The tax troubles of celebrities are often fodder for gossip columns. Are these stories relevant to most Americans? Often, the answer is no. But in a few cases, there are lessons to be learned from how certain celebrities settled debts with the Internal Revenue Service.
One such celebrity is county music legend Willie Nelson, whose troubles began in earnest 25 years ago this month. In November 1990, Nelson's ranch was raided by the government and nearly all of his assets were seized due to a $16.7 million tax debt he owed. His guitar "Trigger" had been removed by his daughter in anticipation of the raid.

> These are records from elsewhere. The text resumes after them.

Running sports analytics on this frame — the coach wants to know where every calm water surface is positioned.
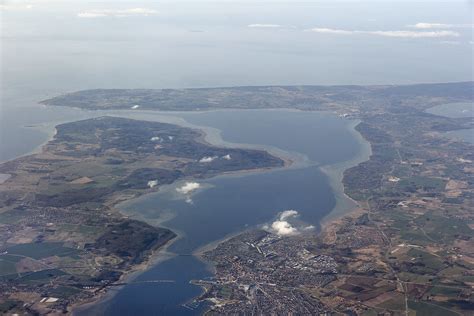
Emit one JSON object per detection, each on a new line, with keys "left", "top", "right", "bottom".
{"left": 426, "top": 102, "right": 474, "bottom": 144}
{"left": 77, "top": 109, "right": 367, "bottom": 315}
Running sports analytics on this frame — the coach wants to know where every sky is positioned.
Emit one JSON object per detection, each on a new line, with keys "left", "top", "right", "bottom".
{"left": 0, "top": 0, "right": 473, "bottom": 96}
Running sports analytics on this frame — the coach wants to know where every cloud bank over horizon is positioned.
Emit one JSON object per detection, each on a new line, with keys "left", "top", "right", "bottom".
{"left": 246, "top": 19, "right": 469, "bottom": 41}
{"left": 408, "top": 22, "right": 474, "bottom": 29}
{"left": 77, "top": 8, "right": 158, "bottom": 18}
{"left": 308, "top": 28, "right": 460, "bottom": 38}
{"left": 247, "top": 24, "right": 283, "bottom": 28}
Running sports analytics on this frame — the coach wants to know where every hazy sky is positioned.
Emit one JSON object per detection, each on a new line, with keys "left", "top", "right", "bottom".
{"left": 1, "top": 0, "right": 473, "bottom": 97}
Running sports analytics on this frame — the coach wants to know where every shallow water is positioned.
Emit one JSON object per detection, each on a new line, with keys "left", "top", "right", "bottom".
{"left": 426, "top": 102, "right": 473, "bottom": 119}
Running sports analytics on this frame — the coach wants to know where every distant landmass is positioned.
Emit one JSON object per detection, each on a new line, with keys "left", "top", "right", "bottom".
{"left": 41, "top": 82, "right": 474, "bottom": 112}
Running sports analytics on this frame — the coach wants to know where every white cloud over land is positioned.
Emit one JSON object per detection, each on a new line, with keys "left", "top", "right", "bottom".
{"left": 268, "top": 210, "right": 300, "bottom": 236}
{"left": 147, "top": 180, "right": 158, "bottom": 188}
{"left": 199, "top": 156, "right": 218, "bottom": 163}
{"left": 279, "top": 210, "right": 299, "bottom": 221}
{"left": 271, "top": 220, "right": 298, "bottom": 236}
{"left": 265, "top": 210, "right": 315, "bottom": 236}
{"left": 176, "top": 182, "right": 200, "bottom": 194}
{"left": 309, "top": 28, "right": 460, "bottom": 38}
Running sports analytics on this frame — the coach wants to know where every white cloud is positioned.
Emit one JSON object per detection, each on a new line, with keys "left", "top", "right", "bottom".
{"left": 271, "top": 220, "right": 298, "bottom": 236}
{"left": 439, "top": 40, "right": 461, "bottom": 45}
{"left": 151, "top": 136, "right": 161, "bottom": 142}
{"left": 309, "top": 28, "right": 353, "bottom": 35}
{"left": 369, "top": 30, "right": 460, "bottom": 38}
{"left": 266, "top": 210, "right": 300, "bottom": 236}
{"left": 78, "top": 12, "right": 107, "bottom": 18}
{"left": 309, "top": 27, "right": 460, "bottom": 38}
{"left": 248, "top": 24, "right": 282, "bottom": 28}
{"left": 222, "top": 154, "right": 232, "bottom": 160}
{"left": 199, "top": 156, "right": 218, "bottom": 163}
{"left": 279, "top": 210, "right": 299, "bottom": 221}
{"left": 0, "top": 3, "right": 33, "bottom": 10}
{"left": 131, "top": 105, "right": 140, "bottom": 109}
{"left": 147, "top": 180, "right": 158, "bottom": 188}
{"left": 265, "top": 210, "right": 316, "bottom": 236}
{"left": 408, "top": 22, "right": 474, "bottom": 29}
{"left": 77, "top": 8, "right": 158, "bottom": 18}
{"left": 176, "top": 182, "right": 200, "bottom": 194}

According to the History Channel's website, Nelson had invested his money in a tax shelter during the early 1980s - a shelter that the IRS later deemed to be illegal. Although Willie was a very successful musician, he could not come close to paying what he owed right away, even though his attorneys negotiated an offer in compromise with the IRS to settle the debt for $6 million. Mr. Nelson was apparently too financially generous with others and spent too freely on his own.
Within a year of his assets being seized, Willie Nelson was able to work out a creative payment plan with the IRS. The plan involved a revenue-sharing agreement with the agency and the release of a fundraising album called "The IRS Tapes: Who'll Buy My Memories?" Although the album was not a huge moneymaker, Nelson was able to pay off the remainder of his negotiated debt by 1993.
Nelson's previous generosity eventually came back to him when a fan purchased his Texas ranch at a government auction. The highest bidder had entered the auction at the request of farmers thankful for Nelson's involvement in "Farm Aid" chartable concerts. When all was said and done, Willie got to keep his guitar and his home.
These are certainly not typical results for individuals trying to negotiate with the IRS. But it is important to note that if you have a strong legal advocate on your side, the IRS may be willing to negotiate. Commenting on Willie Nelson's settlement, an IRS spokeswoman said: "We try to work with taxpayers. And if we have to come up with some creative payment plan, that’s what we’re going to do, because it’s in everyone’s best interest."